Julien Kirch, Mike Verdone for their kind review and suggestions.

Footnotes:

1

Even a single person forms a team. This person today as an author and the many subtly changed persons that they will tomorrow become as maintainers.

2

And this, from a long time. Early examples can be found in "The profiles of software designers and producers" by Peter Naur, quoted as follows in the NATO Software Engineering Conference Review (1968)

This way of developing the software and its documentation also allows for mutual review, check, and criticism within small groups of software programmers. This should take place frequently while the work is in progress and can very well be done within groups of two people who look into another’s work.

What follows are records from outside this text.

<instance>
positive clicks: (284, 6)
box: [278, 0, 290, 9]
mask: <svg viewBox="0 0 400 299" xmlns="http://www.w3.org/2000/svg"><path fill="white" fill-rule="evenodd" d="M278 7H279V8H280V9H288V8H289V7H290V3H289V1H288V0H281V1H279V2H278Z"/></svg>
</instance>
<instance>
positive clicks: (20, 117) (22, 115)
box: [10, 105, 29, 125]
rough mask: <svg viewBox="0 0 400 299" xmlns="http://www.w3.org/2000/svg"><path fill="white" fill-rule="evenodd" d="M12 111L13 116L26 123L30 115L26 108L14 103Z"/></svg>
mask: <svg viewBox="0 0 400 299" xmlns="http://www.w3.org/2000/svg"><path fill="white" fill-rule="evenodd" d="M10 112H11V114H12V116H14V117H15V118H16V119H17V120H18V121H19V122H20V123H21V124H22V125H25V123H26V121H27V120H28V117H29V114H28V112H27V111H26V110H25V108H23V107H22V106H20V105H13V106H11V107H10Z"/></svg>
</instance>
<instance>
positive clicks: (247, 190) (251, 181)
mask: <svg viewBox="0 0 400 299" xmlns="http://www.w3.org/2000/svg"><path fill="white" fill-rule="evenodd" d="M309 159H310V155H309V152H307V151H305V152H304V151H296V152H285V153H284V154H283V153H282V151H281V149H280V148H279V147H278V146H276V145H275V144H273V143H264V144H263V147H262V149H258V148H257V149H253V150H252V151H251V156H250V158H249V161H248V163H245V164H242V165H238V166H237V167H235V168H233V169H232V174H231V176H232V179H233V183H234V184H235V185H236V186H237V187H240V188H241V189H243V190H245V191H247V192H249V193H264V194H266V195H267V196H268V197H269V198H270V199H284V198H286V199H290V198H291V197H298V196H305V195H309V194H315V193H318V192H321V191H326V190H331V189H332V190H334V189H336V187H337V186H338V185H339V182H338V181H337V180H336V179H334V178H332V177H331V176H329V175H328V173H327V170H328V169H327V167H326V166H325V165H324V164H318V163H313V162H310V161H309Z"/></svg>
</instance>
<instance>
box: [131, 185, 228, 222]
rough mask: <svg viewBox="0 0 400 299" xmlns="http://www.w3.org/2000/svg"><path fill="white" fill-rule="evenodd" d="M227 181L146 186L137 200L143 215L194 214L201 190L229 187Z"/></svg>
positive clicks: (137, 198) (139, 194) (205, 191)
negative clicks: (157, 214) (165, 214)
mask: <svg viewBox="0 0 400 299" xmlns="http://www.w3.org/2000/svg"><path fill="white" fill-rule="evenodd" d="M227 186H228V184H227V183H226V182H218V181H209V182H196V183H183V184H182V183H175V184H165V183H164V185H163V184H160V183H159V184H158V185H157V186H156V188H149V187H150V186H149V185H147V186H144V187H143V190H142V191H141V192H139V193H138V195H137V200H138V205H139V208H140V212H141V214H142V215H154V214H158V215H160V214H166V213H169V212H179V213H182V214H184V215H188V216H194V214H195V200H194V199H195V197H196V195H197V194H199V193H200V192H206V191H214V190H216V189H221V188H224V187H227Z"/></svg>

In my experience this is a highly effective way of organizing the software work

3

A discipline of using checklists is a powerful way to introduce more objectivity and predictability inside a practice.

4

See also Peter Naur "Programming As Theory Building"

5

Any practice produces results outside of their official purpose, while failing to deliver some of its intended results. In any complex organisation these remain either taboo, undiscovered or informal. Like with drugs some of the results may be positive or negative.

6

Software systems and teams exist in a context. A mature codebase with many users demands respect of its users' data and time, so correctness and stability is highly important. Interfaces are reused throughout the system so their stability is also important.

On the other hand during the exploratory phase of a feature or system, when concept are not entirely settled, properties such as how quickly the system can be changed can lead us to desire a compact and small code base that preserves many options open at the expense of interface stability.

7

As a system gets developped and a team focuses on its parts one at a time, a codebase will almost always become larger than what its team can be the expert of.

8

I usually prefer to give final say to the author unless questions of ethics or morals arise. Team members should feel empowered to the maximum extent reasonable. Ultimately the change is under their responsibility and they also have spent more time thinking about the change than any reviewer has.